By James Kwak
Public pension funds are having a tough time. On the one hand, the average funding ratio (assets as a percentage of the present value of future obligations) is below 80% because of inadequate contributions by sponsors (states and municipalities) and poor investment returns since the collapse of the technology bubble in 2000. On the other hand, because pensions responded to low returns by shifting more of their money into hedge funds and private equity funds, a larger proportion of their assets is siphoned off as investment fees each year.
Unlike some people, I am not against hedge funds and private equity funds in principle. I think it’s highly likely that there are people who can beat the market on a sustained basis—particularly if they are people who are especially good with computers—both for theoretical reasons (someone has to be the first person to discover each relevant piece of information or actionable pattern) and empirical reasons (see Fama and French 2010, for example). Hedge funds have lagged the stock market in recent years, but what critics sometimes overlook is that they are supposed to trail the market in boom periods, because many target a beta of around 0.5. But I am mystified by the fact that, in what is supposed to be a highly competitive and innovative industry, the price of investing in a hedge fund has stayed virtually fixed at 2-and-20 (2% of assets, plus 20% of investment returns) for decades.
The consequences of these high prices are added up in The Big Squeeze, a new report sponsored by the American Federation of Teachers. Because true investment fees are usually not disclosed—fund managers insist that they are confidential and require investors not to divulge them—the report simply quantifies the potential savings from reducing fees from 1.8-and-18 to 0.9-and-9. This may seem arbitrary, but I know anecdotally that some funds, even big ones, are charging something like 1-and-10 even to ordinary investors. Since state pension funds are some of the biggest investors that exist, you would think they would be able to negotiate even lower fees.
Not surprisingly, the numbers involved add up quickly. Lower fees over the past five years would have saved the average pension fund included in the study $1.6 billion; to put things in perspective, it would have improved the aggregate funding ratio for these funds by more than two percentage points, which is nothing to sneeze at.

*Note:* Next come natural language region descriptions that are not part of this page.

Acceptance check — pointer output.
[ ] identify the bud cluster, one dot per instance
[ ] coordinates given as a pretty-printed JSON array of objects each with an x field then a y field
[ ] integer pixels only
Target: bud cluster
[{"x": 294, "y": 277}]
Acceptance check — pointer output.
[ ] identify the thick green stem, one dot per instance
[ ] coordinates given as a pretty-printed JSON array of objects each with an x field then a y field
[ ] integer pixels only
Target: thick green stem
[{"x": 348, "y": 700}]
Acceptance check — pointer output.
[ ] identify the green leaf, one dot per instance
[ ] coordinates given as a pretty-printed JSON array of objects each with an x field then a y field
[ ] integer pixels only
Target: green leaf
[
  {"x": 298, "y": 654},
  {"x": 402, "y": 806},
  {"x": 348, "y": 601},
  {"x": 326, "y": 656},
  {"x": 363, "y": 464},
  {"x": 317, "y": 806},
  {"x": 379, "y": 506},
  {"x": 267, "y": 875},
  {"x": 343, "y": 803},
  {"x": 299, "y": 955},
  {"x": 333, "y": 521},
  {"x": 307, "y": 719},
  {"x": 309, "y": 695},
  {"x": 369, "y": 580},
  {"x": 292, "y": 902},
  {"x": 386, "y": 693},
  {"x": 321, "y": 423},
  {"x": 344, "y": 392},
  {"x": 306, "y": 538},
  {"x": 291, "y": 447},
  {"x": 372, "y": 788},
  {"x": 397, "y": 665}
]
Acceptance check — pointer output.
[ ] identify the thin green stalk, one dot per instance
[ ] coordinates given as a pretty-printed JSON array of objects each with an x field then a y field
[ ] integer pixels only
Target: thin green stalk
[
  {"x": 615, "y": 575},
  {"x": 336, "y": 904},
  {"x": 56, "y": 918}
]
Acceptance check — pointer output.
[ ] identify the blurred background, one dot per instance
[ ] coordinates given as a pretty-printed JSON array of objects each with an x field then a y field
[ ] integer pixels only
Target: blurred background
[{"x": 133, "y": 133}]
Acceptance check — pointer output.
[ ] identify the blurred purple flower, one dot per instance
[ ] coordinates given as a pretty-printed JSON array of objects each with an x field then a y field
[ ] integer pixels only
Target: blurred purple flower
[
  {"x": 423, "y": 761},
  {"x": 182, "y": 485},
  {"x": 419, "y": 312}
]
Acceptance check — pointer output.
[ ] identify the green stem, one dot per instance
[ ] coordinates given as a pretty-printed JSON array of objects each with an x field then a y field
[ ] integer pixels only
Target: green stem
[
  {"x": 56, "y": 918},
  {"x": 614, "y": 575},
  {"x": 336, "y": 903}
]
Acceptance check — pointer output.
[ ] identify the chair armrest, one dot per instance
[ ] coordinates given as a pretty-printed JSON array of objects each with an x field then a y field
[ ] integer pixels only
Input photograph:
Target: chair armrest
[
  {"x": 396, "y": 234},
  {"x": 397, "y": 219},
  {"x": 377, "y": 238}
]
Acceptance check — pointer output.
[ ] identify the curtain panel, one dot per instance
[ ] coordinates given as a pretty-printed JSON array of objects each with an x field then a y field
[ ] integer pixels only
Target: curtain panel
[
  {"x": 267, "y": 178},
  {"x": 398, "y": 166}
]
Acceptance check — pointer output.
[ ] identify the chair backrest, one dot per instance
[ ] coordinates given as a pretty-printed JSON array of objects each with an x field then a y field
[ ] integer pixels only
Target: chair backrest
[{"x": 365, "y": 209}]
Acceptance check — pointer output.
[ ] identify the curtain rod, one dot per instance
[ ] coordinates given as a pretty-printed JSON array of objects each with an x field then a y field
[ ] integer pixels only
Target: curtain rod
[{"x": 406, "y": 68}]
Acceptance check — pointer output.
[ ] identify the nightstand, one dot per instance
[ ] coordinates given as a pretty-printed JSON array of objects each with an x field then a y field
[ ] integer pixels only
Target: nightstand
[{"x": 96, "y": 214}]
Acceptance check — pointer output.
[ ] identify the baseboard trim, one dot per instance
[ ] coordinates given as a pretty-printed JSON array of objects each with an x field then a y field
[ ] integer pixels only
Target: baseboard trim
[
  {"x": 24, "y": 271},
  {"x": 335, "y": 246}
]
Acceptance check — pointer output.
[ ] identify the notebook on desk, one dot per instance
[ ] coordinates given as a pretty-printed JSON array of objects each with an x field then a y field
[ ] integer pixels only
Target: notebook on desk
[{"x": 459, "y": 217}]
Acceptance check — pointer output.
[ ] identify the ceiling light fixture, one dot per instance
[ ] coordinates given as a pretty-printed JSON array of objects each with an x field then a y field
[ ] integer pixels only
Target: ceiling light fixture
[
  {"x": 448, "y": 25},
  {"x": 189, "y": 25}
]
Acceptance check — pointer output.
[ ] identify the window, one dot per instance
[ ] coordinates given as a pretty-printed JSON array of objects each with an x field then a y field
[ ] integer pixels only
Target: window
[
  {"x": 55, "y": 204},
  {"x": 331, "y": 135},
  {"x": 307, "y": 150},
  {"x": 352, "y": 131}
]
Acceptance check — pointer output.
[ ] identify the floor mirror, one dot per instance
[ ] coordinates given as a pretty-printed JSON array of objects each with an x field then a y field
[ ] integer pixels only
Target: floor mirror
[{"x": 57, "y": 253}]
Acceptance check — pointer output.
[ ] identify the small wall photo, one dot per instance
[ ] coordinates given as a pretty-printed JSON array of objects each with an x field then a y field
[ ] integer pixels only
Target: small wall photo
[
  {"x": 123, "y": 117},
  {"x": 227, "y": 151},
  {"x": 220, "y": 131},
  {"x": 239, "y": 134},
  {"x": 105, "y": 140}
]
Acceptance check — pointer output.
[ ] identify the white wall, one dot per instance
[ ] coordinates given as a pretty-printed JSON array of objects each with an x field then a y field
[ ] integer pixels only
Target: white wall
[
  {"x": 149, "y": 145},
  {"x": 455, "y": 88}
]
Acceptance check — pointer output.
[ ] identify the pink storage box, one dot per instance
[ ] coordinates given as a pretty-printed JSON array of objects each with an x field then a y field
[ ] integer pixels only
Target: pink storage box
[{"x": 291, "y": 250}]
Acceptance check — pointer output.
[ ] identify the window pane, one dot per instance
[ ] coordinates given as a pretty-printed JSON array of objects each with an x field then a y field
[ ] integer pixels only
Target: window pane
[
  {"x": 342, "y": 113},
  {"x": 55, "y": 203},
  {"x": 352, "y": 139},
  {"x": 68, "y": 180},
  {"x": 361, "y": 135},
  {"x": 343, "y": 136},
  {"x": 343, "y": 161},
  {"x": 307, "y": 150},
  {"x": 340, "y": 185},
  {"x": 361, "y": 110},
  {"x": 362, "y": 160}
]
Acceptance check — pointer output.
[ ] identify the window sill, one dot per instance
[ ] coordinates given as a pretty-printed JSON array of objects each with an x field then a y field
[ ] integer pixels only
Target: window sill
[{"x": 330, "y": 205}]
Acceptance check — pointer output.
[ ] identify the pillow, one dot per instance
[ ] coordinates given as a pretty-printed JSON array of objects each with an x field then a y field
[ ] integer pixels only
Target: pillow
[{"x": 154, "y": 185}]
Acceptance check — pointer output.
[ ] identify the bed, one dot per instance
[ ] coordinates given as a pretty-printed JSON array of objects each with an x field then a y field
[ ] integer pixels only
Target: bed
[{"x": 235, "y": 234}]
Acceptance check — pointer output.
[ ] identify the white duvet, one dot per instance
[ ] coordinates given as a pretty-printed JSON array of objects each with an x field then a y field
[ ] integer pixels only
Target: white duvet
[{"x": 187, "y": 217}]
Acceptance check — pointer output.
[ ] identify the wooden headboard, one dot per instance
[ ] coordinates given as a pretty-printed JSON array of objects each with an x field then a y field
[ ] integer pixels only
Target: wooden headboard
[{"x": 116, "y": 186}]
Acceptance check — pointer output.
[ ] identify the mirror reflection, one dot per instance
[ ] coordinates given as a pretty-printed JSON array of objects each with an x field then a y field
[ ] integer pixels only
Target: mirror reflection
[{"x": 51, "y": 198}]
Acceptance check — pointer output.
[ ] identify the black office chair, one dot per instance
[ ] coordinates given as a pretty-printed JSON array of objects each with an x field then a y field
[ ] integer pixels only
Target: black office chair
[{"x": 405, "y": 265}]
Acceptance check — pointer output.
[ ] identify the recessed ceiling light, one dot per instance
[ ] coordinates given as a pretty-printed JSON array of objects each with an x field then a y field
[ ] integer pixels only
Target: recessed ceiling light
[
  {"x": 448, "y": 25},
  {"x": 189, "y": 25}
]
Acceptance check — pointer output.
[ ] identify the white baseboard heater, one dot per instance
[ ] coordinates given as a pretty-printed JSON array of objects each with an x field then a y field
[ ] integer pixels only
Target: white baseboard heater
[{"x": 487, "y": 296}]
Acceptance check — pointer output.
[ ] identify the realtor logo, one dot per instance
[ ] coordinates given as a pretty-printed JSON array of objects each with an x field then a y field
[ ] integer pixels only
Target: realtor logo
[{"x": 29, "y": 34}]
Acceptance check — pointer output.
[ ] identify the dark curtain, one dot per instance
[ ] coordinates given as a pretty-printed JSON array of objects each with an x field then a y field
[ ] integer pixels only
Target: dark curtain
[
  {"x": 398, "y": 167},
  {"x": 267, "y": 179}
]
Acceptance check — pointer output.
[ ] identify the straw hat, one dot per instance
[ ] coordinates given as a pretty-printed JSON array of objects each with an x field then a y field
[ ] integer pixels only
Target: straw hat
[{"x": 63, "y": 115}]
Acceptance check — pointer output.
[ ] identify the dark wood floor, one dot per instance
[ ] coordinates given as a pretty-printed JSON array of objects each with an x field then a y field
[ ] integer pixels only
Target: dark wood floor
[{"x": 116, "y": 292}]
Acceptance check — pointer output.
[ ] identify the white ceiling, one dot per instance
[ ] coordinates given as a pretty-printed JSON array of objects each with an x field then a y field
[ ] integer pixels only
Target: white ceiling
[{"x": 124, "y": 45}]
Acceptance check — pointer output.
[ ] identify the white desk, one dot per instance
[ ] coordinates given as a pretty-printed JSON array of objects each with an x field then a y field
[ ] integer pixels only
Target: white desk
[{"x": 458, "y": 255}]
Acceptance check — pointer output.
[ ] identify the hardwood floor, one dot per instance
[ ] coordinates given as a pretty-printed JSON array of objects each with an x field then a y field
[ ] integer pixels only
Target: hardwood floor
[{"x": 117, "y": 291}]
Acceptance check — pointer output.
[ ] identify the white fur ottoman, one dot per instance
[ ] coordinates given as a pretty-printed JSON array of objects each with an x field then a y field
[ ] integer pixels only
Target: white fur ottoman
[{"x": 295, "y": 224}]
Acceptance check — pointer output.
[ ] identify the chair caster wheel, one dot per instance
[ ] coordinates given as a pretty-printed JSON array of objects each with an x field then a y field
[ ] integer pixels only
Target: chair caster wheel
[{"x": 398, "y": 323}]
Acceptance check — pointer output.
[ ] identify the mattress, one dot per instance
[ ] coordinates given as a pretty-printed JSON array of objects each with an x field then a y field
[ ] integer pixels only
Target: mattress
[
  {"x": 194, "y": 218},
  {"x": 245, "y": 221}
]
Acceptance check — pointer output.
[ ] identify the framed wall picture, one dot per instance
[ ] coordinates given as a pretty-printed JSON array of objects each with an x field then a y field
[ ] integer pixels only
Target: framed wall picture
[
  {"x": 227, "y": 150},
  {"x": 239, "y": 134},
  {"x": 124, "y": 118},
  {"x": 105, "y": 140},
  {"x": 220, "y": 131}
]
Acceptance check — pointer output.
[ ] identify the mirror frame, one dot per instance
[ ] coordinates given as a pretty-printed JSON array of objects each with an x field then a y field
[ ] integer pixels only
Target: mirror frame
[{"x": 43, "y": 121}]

The important question is why high fees persist despite the potential market power of big pension funds. There are probably multiple explanations. One is a culture of secrecy, which makes it difficult for any fund to find out what other funds are paying. Another is the marketing prowess of fund managers, who are adept at explaining when their fund is unlike any other in the world and therefore merits its high fees. A third is that pension fund managers are playing with other people’s money (in this case, the other people are the fund’s beneficiaries—teachers, firefighters, and other government employees)—and may be more interested in ingratiating themselves with the asset management industry than with getting the best deal they can. (This is even more likely the case for the investment consultants who match pension funds with asset managers.) But in a political climate that makes tax increases on rich fund managers unlikely, state governments could achieve the same results by taking a harder line on investment management fees: requiring public disclosure of all fees or even imposing hard fee caps for pension fund investments. With the amount of money involved, it’s hard to imagine that major pension funds couldn’t find anyone competent to take their money for 0.9-and-9.